The 2023 Corolla Hybrid Gets A Price Cut
You know what compact car is really great value? The 2023 Toyota Corolla Hybrid. The basic LE Hybrid trim has an MSRP $1,250 cheaper than last year’s model, now costing $23,895 including a $1,095 freight charge. A big price reduction normally indicates decontenting, but the 2023 Corolla LE Hybrid actually offers more equipment than the 2022 model.
For starters, there’s a new eight-inch infotainment system with wireless Apple CarPlay and Android Auto, handy for navigating from your smartphone. What’s more, occupants front and rear can charge devices through any of four USB-C ports. Bigger 16-inch wheels replace the 15-inch wheels on the old car, and owners will get a ten-year free trial of basic telematics. Oh, and output is up 13 horsepower and 10 lb.-ft. to 134 horsepower and 156 lb.-ft. of torque.

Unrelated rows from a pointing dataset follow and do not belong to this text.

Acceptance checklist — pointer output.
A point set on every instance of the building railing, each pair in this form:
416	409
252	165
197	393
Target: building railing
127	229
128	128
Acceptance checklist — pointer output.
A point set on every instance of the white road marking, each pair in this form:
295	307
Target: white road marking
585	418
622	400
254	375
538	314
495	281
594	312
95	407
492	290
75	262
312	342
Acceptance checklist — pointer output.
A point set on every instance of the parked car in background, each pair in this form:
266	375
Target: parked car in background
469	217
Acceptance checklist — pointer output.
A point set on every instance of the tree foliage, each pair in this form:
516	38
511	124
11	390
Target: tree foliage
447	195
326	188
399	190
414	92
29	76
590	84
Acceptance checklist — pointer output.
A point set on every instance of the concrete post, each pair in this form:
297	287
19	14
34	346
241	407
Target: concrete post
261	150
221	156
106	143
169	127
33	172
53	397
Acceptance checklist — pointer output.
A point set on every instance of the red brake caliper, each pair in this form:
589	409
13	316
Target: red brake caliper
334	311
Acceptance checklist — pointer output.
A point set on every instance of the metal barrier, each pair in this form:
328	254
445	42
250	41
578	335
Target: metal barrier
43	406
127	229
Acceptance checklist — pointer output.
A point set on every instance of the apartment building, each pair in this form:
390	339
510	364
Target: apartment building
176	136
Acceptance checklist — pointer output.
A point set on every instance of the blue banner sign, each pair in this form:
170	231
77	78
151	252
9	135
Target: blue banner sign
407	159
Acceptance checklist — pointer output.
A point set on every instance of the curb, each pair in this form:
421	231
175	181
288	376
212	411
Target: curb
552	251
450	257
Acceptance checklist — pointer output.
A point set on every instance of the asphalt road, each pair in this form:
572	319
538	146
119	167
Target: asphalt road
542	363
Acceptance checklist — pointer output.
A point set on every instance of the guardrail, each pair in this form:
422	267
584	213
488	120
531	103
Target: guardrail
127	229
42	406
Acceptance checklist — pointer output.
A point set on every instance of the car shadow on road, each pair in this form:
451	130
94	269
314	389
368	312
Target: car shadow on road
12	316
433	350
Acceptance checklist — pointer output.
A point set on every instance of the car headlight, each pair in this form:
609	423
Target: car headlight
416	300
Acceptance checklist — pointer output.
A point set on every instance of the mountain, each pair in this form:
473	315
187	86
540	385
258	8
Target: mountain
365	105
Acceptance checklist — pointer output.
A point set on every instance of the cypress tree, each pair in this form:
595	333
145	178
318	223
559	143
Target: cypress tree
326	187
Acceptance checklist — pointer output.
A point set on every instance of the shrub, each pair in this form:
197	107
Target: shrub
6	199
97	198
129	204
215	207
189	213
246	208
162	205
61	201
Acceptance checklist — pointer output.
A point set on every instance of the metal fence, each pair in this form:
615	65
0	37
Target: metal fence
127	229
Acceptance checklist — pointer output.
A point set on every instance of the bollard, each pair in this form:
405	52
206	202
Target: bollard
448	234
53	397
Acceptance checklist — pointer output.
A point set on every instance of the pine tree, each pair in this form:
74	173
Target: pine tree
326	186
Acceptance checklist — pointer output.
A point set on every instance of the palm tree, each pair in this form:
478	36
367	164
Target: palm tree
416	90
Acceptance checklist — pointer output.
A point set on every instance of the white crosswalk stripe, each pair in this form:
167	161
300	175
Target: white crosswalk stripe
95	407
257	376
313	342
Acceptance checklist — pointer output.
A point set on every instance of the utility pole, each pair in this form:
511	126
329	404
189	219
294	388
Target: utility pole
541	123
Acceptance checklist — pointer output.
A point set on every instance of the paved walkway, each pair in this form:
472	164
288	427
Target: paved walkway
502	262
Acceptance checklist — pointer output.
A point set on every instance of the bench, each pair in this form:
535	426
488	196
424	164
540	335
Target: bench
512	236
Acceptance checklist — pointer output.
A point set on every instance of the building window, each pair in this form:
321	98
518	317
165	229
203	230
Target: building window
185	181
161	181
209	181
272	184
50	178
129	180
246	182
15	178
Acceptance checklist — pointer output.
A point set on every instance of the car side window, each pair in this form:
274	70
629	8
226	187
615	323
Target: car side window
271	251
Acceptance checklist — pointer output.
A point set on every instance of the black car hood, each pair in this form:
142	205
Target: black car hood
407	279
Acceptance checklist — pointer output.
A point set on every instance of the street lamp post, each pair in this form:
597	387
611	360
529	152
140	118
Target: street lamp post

However, things get really interesting if you’re willing to spend an extra $1,400, because then the Corolla LE Hybrid gets all-wheel-drive by virtue of a second motor on the rear axle. Power output stays the same, but this clever reactive electric all-wheel-drive system does more than just help you set off in snow. Toyota claims that it can kick in to power the rear wheels while cornering, reducing understeer. However, it does come with a fuel economy hit. While front-wheel-drive hybrid models are rated at 47 mpg combined, all-wheel-drive models are only good for 44 mpg combined. That’s still excellent, but the front-wheel-drive model’s 47 mpg combined for $23,895 is phenomenal. Either way, kudos to Toyota for keeping things cheap and cheerful.
Whelp, time to drop the lid on today’s edition of The Morning Dump. Happy Tuesday, everyone. While automakers seem reluctant to come up with good, logical naming schemes for their EVs, a vichyssoise of alphanumerics isn’t the only way forward. Think of all the dead brands scattered about the corridors of automotive history, wouldn’t some of them make great EV sub-brands? I’m wondering which dead brand you’d bring back for EVs and why.